Si usted es el presidente de una empresa que se niega a tener un blog o que su empresa utilice Facebook y otras redes sociales como parte de su estrategia de comunicaciones externas, usted está muy equivocado.
Déjeme explicarle por qué.
El pasado 11 de agosto, John Mackey, el CEO de Whole Foods, una cadena internacional de supermercados de productos orgánicos, escribió una columna en Wall Street Journal en la que apoyaba la idea de reformar el sistema de salud de Estados Unidos, aunque difería con el plan de la Administración Obama.
Mackey envió su columna con el título 'Reforma a la salud', pero esta salió publicada con el titular 'La alternativa de Whole Foods al plan de salud de Obama'.
De inmediato, miles de clientes de la cadena montaron en cólera, molestos por la supuesta oposición de Whole Foods al proyecto de ley de Obama. Indignados, iniciaron un boicot por Internet, que rápidamente se propagó como pólvora. Se armaron de tres poderosas armas, Facebook, Twitter y Flickr; crearon el blog WholeBoycott.com e inundaron con comentarios los sitios del Journal, New York Times y otros medios nacionales que cubrieron la historia. "Yo no vuelvo a Whole Foods", escribió el ciudadano Steve Kratzer, uno de los 587 comentarios registrados bajo la columna de Mackey en el Journal.
En síntesis, Mackey había creado con su columna una crisis de imagen que de no contener a tiempo podría poner en serios problemas a Whole Foods, cuyas ventas han caído en los tres últimos trimestres como producto de la recesión.
¿Cómo hace una compañía para manejar una crisis como esta?
Exactamente como lo hizo Whole Foods: respondiendo con la misma medicina de sus críticos.
El 14 de agosto, Mackey publicó una entrada en su blog en la página oficial WholeFoodsMarket.com en la que explicó que había opinado a nombre propio y no de la empresa, y aclaró el infortunado incidente del cambio del titular. Su escrito recibió 2.755 comentarios, en buena parte apoyándolo. Por fortuna, Mackey lleva escribiendo el blog desde el 2005, lo que le permitió conectar más fácilmente con sus lectores.
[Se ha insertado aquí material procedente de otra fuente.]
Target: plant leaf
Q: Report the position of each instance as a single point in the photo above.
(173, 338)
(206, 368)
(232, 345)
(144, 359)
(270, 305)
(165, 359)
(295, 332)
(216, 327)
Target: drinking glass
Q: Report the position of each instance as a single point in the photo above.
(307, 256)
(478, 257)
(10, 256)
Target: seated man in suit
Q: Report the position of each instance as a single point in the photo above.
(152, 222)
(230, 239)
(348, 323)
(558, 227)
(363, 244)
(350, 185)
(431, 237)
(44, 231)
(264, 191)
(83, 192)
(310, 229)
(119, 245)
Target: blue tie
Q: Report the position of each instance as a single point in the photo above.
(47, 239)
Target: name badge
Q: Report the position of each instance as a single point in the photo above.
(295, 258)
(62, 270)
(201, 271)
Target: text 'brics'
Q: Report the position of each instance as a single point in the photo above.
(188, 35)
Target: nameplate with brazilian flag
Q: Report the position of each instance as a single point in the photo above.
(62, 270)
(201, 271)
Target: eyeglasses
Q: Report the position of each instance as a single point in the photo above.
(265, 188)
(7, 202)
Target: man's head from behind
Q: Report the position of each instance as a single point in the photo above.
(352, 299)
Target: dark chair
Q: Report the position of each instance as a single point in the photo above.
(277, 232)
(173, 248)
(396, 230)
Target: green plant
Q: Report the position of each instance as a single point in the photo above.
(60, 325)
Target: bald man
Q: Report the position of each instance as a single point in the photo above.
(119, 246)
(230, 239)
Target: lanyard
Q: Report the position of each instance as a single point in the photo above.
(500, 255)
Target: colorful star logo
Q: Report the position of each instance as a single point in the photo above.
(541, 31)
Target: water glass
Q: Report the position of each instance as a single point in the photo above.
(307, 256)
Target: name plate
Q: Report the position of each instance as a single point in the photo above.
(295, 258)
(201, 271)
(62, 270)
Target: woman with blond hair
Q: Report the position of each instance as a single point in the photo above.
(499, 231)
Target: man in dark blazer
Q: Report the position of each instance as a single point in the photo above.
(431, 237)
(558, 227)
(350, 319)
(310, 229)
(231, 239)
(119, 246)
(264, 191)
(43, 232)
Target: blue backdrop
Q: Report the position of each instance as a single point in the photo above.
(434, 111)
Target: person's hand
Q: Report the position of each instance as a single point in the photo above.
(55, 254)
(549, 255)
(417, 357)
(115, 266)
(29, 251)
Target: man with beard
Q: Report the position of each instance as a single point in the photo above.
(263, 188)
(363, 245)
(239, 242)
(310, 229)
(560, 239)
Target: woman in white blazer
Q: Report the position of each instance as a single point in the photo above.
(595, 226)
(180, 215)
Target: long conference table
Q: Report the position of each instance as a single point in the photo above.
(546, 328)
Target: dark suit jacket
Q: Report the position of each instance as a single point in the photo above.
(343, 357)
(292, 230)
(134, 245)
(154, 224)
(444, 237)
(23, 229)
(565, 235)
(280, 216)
Whole Foods también buscó nuevos aliados en las principales redes sociales, aumentando sus seguidores de manera exponencial. El martes, Whole Foods había llegado a 123.150 fans en Facebook (contra 28.042 de sus boicoteadores) y más de 1.2 millones de seguidores en Twitter (contra 537 de sus opositores).
A este ritmo pareciera que Whole Foods ha logrado contener la crisis, aunque esta historia todavía no ha terminado.
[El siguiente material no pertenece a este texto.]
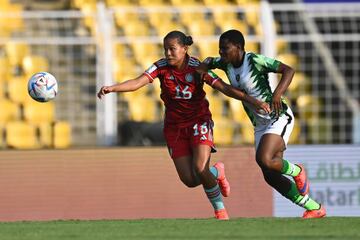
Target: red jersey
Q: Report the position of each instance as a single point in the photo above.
(182, 91)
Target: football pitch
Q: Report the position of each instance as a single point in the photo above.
(241, 228)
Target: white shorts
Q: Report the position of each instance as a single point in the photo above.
(282, 126)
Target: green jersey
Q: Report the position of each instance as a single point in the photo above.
(252, 78)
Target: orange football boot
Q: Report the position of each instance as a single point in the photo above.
(222, 181)
(301, 181)
(317, 213)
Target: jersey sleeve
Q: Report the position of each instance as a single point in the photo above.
(215, 62)
(266, 64)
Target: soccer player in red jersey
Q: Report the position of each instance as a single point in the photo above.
(188, 125)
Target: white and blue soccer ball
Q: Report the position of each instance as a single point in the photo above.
(42, 87)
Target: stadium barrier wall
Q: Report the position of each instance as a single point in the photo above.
(120, 183)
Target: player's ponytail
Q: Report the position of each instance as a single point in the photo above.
(180, 36)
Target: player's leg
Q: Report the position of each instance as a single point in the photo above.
(201, 157)
(270, 145)
(181, 154)
(275, 137)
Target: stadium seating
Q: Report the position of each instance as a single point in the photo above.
(39, 113)
(21, 135)
(144, 109)
(5, 72)
(17, 90)
(62, 135)
(10, 111)
(15, 53)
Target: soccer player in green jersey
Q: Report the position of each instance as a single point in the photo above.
(249, 72)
Las comunicaciones cambiaron para siempre. Toda empresa e institución necesita hacer uso de las tecnologías Web 2.0 y de las comunidades en línea para triunfar.
Los CEO o altos ejecutivos de las compañías necesitan tener sus blogs, como lo hacen los CEO Tony Hsieh, de Zappos, y Jonathan Schwartz, de Sun Microsystems. Y si los presidentes se niegan a bloguear, la compañía debe al menos tener un blog corporativo que pueda difundir utilizando las redes sociales.
Es mejor ser aliado de la tecnología, no pelear contra ella.